The story that appeared this month in the Chinese People's Daily suggested that insurgents used a reward-and-punishment system to train macaques and baboons to target soldiers wearing U.S. military uniforms. The Taliban supposedly "taught monkeys how to use the Kalashnikov, Bren light machine gun and trench mortars," the People's Daily wrote. [Top 10 Animal Recruits of War]

But a researcher who has spent his career studying the social life of nonhuman primates cast a highly critical eye on the story.

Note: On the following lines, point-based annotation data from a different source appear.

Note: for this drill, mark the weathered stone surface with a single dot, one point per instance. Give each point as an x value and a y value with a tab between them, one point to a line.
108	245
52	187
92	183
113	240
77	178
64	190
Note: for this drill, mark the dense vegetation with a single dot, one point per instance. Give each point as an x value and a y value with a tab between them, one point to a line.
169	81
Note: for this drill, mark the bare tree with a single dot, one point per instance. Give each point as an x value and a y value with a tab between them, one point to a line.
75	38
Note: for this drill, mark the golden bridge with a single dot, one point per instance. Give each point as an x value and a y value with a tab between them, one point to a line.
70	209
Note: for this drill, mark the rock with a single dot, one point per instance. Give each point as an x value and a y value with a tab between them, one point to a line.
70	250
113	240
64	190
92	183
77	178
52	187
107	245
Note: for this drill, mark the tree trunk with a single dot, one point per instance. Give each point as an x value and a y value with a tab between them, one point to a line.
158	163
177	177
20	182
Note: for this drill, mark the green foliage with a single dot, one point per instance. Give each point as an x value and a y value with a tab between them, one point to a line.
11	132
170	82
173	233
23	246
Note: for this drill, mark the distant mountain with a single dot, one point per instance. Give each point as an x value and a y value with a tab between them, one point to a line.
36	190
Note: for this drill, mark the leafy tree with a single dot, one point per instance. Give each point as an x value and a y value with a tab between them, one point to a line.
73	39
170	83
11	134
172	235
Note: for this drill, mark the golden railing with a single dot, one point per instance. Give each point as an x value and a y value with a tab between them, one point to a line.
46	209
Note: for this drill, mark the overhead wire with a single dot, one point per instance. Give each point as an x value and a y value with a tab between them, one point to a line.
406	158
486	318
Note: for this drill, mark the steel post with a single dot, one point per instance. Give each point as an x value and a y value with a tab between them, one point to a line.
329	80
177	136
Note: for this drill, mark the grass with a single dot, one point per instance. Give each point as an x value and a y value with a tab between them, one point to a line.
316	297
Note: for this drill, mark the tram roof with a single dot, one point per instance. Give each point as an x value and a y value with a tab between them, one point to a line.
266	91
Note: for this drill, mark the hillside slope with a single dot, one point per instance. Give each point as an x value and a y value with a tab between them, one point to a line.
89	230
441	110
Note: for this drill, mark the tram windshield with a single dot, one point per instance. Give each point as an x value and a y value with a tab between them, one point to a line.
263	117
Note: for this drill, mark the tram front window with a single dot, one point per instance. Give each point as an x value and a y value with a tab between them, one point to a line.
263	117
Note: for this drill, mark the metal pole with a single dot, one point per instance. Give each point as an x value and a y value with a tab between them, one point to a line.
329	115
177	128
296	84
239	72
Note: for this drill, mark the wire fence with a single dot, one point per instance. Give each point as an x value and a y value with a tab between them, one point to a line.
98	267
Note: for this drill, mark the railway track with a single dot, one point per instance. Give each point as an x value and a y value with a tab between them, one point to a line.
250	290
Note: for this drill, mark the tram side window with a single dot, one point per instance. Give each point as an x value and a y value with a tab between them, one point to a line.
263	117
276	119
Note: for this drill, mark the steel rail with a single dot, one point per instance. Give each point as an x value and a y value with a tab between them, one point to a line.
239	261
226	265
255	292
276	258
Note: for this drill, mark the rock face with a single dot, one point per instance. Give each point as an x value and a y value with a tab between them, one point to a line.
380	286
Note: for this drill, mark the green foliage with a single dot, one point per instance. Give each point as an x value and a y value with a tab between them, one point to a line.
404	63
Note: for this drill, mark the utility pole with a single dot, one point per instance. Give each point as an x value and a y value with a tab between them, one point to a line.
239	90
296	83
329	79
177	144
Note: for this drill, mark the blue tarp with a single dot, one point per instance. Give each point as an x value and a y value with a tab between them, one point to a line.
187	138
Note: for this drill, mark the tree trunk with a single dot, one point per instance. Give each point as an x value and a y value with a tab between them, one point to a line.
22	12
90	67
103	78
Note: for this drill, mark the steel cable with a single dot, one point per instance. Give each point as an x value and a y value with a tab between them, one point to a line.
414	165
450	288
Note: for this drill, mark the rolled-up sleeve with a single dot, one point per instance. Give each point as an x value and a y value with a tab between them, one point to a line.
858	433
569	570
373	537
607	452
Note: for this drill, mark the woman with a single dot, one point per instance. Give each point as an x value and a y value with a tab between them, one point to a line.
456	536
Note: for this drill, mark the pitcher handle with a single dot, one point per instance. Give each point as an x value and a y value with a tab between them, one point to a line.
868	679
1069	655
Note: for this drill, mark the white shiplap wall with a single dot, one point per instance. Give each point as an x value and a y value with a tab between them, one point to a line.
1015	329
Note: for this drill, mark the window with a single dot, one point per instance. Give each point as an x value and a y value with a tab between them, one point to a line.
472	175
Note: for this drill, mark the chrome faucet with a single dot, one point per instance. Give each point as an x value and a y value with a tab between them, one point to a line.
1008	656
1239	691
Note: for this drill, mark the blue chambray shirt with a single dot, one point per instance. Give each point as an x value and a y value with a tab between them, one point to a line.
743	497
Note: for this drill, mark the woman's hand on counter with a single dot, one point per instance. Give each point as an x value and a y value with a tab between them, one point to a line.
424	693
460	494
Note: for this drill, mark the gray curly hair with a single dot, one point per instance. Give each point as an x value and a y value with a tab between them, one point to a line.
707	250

"They can be trained to do things like turn off lights and open faucets and so on, but eventually that breaks down," said William Mason, a psychologist and professor emeritus at the University of California, Davis. "If we're talking about animals going out into the field or a fortress with an AK-47 or whatever, it seems very, very implausible."

It didn't seem like something anyone would try seriously to do, Mason said. He added that humans might demonstrate aiming and pulling a trigger to nonhuman primates, but that doesn’t amount to the same cognitive skill required to actively aim and fire at intended targets on a battlefield.

The Chinese story cited unnamed British journalists and U.S. military sources when discussing the idea of insurgent monkeys. By contrast, the U.S. military's Stars and Stripes news source interviewed a NATO spokesman who said the notion had no basis in reality.

Humans have used a wide variety of animals in warfare before, whether as battle mounts, supply carriers, marine patrollers or bomb sniffers. Yet such actions all still fall far short of turning a nonhuman primate into a miniature soldier capable of operating weapons and making thoughtful decisions about where to aim.

"The closest you could come plausibly [to using nonhuman primates] would be strapping explosives on an animal and sending it off," Mason told LiveScience. "To give a monkey a complex device like a rifle and say ‘We're going to train it to become a soldier’ is purely fantastical."

Nonhuman primates such as chimps do attack and kill rivals in other gangs, perhaps even to acquire more territory. But such conflicts don't perfectly parallel human wars, just as animal monogamy doesn't bear full comparison to human marriage.

"The analogies almost always break down at some point," Mason said.